GDB

Europe/Zurich
30/7-018 - Kjell Johnsen Auditorium (CERN)

30/7-018 - Kjell Johnsen Auditorium

CERN

190
Show room on map
Description
Monthly meeting of the WLCG Grid Deployment Board
GDB     21st March 2012
 
Election. The voting was close and the results were announced at 11:15. The candidates were close but Michel Jouvin is the new chair.
 
Introduction (John Gordon)
Since the previous meeting  ISGC -26th Feb – 2nd March 2012. OGF 11th-14th March. Workshop on Science Applications and Infrastructure in Clouds and Grids 14th -15th March.
Next meetings: 18th April. 9th May. 13th June. 11th July. Room booked for Tuesdays for WGs.
Next week is the EGI Technical Forum.
HEPiX 23rd-27th April Prague
EMI AHM 8th-10th May
WLCG workshop 19th-20th May.
CHEP 2012 21st-25th May
 
Main future issues according to John: Can computing continue to scale with LHC? Where will the middleware come from?
 
Joao
Vidyo tool
3 parts.
1) Video portal (web based – flash). All CERN user get an account by default. Will be going through the tool.
Default view – My Room . Everyone has a personal room with no limitation on number of parcitipants.
Search tool allows you to look for users. If the name is grey then the user is offline.
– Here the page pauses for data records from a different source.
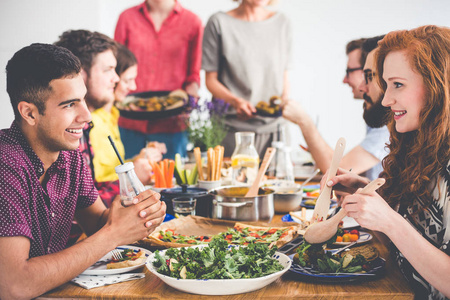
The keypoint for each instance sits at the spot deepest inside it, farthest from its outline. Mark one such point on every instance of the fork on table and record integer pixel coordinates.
(116, 254)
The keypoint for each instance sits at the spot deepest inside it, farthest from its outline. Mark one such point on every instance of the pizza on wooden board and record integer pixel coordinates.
(129, 258)
(240, 234)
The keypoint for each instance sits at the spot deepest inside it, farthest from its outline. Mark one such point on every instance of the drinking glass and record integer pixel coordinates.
(184, 206)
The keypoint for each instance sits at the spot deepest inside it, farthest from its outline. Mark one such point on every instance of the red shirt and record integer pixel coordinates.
(168, 59)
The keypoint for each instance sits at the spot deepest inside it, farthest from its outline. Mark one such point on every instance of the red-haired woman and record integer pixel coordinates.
(413, 208)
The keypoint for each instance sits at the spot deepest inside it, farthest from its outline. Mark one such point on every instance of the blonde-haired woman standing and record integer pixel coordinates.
(246, 55)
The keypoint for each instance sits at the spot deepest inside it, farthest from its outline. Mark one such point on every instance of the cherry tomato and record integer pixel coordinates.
(346, 238)
(354, 237)
(354, 231)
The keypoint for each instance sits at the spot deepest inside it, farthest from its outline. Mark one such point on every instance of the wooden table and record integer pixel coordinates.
(391, 286)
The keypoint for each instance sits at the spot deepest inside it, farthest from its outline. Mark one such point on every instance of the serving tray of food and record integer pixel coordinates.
(154, 105)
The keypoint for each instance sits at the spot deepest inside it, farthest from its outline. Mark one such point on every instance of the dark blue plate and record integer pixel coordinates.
(309, 274)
If Green then online. To see everyone put asterix in the search.  The square symbols represent the meetings that are on. You can click on a room to join. Rooms/meetings can be added to My Contacts list.
2) The video client
 
Sharing – 4th button. Can double click window for larger video display.
Under configuration:
Status. Can see participants. The router being used.
Show conference status shows who is broadcasting. If CPU usage rises to 90% you may start to get packets lost.
Network: The important thing here is the firewall. Typical behaviour when lets packets out but not in then call gets dropped. Error is not very useful.
Video: It is possible to specify the preference for bandwidth usage.
3) Moderator part
Allows view of those joined. Can mute them, remove their video, send email invitations, set a PIN etc.
Now the Indico part.
 
How do you connect via SIP.
J: with which client?
The information will be on this page service-vidyo.web.cern.ch/node/17.  A new method will be available in April – making SIP as the phone connection.
You have said you need version X of the client to connect to X version of the sever. At the moment it is only a Q&A check and matching is the only way to be sure for production.
When 2.4 is released, most of the features missing such as chat will be included. All the clients will be released. We will publish reminding people to upgrade clients but you do not have to upgrade. We will have extra support for the transition.
 
Updating the CERN Computer Centre Infrastructure (Ian Bird)
 
Extension of the Tier-0 will be in Budapest.
JT: Is EGI part of the project?
IB: One of the goals is to integrate this into the eInfrastructures. The EGI organisation (not project) is part of this. Whether they see themselves as a provider is not clear but they need to be there for the roadmap.
I’m guessing that it may be different for public clouds not the commercial clouds. The issue with commercial clouds has been on the data transfer.
JG: One provider was changing the rules – perhaps Amazon – indicating that transferring data will not be as expensive.
Have you met the challenge you set yourself on using external resources?
IB: The point was not to throw away things where we have a lot of investment – such as Lemon.
JG: You have so many boxes there can you resist doing more development?
IB: Yes. A number of people have a vested interest in making this work. So far there have been few situations where CERN has needed to do something special/different. There was one example from another community – perhaps support for RH – but the solution goes back into what everyone can get.
??: Any examples of hardware…? The
IB: It has to be scientific work. There will certainly be other things like databases etc. Ultimately we’ll need to use it for business continuity. Currently looking at the model on how we use it. We want to avoid special solutions for each experiment. It is part of the Tier-0. We may decide it is the CAF or some other specific area but that is to be decided. It will run with a CERN IP address.
 
Grid Engine Scientific Sites (Philippe Olivero)
No questions/comments
 
Experiment Operations
ALICE operations (Latchezar Betev)
No audio from CERN for most of the talk and then insufficient volume to hear the questions.
Q: Do you have enough tapes?
LB: Yes we do. We have written only raw data and have replicated only good raw data. CCIN2P3 is full but not elsewhere.
JG: CPU efficiency was poor for ALICE.
LB: The jobs are I/O heavy and then we make cuts. This type of job is not inefficient it simply does not use a lot of CPU. The jobs are always sent to where the data is held.
 
 
LHCb (Philippe Charpentier)
JG: 2013 is not what you mean by….[audio cut]
PC: No, this is not the same as the reprocessing at the end of this year. The open selections will start in the spring of 2013.
 
JG: Slide 10  “Limit per process, not process group” – Is this a difference of process and process group. Is that related to the batch system?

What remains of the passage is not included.